Esta funcionaria entiende que el aprendizaje profundo viene tras el desembarco en un nuevo puesto de trabajo. Sin embargo, afirma que los nuevos empleados públicos —con los que comparte área— desconocen cuestiones mínimas de Seguridad Social. «No controlan cosas como la carencia para la incapacidad temporal o el periodo mínimo para cobrar la pensión de jubilación». En la misma dirección apunta otra fuente que señala a una compañera que no tiene asumidos conceptos del manual. «Deberían estar interiorizados si alguien ha obtenido un sobresaliente en una prueba especialmente exigente».
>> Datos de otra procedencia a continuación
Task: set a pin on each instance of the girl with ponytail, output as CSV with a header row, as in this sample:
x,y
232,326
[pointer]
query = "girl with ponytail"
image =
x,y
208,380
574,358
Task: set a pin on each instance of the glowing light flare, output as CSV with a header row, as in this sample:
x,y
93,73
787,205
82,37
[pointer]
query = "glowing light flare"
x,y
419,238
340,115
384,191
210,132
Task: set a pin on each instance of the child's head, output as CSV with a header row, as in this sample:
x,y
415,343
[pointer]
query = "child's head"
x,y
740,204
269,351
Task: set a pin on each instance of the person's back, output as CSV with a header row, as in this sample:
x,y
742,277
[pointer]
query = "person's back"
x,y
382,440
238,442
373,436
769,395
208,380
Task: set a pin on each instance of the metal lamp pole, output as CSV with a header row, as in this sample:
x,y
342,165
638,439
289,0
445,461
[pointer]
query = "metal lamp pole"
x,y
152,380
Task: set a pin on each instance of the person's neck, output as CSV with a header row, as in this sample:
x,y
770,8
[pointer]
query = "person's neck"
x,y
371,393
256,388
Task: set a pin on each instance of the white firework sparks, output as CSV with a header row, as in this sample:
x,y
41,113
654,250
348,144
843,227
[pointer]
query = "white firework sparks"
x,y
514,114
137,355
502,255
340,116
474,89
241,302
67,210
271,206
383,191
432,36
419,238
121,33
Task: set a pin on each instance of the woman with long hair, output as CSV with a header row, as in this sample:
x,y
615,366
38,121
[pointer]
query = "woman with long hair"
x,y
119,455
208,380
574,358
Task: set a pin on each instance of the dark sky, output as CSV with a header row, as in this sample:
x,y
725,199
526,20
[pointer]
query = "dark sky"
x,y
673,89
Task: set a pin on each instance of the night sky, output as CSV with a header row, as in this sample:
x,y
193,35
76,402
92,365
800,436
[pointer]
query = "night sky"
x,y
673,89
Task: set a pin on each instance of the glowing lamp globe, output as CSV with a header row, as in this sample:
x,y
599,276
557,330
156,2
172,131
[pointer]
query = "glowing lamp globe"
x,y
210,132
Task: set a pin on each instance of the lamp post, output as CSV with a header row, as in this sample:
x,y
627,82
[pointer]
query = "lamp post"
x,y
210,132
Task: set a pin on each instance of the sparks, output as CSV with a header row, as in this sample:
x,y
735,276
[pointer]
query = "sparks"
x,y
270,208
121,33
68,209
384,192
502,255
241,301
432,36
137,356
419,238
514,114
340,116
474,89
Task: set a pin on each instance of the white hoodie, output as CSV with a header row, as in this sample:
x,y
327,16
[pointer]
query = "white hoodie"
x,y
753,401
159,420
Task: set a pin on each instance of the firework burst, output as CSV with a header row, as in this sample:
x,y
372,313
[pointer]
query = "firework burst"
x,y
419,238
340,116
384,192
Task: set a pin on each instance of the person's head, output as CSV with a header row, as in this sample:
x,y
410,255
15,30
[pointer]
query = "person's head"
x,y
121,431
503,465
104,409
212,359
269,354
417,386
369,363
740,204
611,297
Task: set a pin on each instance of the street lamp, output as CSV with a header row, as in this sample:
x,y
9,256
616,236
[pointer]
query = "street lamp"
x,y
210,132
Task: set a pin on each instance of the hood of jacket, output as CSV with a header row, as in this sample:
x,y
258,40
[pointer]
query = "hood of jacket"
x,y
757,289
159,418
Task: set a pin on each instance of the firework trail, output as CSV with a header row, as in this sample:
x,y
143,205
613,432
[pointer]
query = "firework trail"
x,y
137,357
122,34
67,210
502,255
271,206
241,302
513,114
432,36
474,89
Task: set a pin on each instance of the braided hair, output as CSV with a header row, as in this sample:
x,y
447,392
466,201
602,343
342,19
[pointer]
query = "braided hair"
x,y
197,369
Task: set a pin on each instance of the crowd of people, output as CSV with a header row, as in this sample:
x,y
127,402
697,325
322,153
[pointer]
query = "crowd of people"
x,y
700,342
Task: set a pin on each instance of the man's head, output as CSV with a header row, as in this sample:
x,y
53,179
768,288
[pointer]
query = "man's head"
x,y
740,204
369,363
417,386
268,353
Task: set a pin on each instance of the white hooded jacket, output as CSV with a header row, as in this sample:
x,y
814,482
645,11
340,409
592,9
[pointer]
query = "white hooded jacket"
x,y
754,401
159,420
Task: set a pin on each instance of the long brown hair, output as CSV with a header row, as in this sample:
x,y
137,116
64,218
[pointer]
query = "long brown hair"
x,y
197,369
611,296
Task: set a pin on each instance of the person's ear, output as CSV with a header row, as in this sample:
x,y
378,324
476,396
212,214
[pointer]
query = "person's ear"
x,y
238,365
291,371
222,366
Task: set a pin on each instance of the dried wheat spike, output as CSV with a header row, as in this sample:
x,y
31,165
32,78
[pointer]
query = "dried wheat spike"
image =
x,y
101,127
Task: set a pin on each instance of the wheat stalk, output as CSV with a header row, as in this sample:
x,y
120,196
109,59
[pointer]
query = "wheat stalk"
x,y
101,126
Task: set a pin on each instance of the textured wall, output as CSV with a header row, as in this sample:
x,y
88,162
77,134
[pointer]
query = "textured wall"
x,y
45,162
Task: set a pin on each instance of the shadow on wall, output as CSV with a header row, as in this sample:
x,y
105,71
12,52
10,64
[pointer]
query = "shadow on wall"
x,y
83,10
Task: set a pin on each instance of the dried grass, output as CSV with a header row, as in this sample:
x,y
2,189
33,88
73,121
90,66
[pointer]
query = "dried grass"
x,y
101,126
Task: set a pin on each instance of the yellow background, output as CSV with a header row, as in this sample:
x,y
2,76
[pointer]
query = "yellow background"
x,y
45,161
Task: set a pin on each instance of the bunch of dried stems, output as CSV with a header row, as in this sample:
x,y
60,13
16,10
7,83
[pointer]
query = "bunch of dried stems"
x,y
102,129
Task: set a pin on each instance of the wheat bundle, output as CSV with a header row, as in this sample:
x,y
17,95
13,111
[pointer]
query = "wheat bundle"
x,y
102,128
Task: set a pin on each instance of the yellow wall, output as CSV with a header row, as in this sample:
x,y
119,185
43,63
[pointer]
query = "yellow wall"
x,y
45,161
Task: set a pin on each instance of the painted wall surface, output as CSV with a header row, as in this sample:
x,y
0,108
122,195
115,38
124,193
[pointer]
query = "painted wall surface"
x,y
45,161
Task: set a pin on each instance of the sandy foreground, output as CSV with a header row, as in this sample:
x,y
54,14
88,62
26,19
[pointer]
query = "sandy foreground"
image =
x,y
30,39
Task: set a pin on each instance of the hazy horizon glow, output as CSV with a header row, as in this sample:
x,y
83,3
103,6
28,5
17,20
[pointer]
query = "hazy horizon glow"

Técnicos de la Seguridad Social
Las sospechas también se extienden entre los nuevos funcionarios del cuerpo de técnicos de la Seguridad Social. Fuentes de este departamento advierten de distintos perfiles, que «alardean de haber obtenido altas calificaciones y en cuestión de seis meses, después no tienen idea alguna sobre la materia de la oposición». «Conozco el caso de una pareja: él quedó número dos de la promoción, y ella siete, y sus conocimientos de la materia son casi nulos».
Los trabajadores públicos alertan de que las filtraciones son mayores en estas pruebas, porque las elaboran los propios técnicos de la entidad, a diferencia de las oposiciones de la Administración General del Estado, de las que se encarga un órgano independiente. «Ha habido casos en los que han aprobado dos hijos de un técnico con notas altas. El problema, además, no es solo que aprueben, es que luego vienen a trabajar y no tienen ni idea».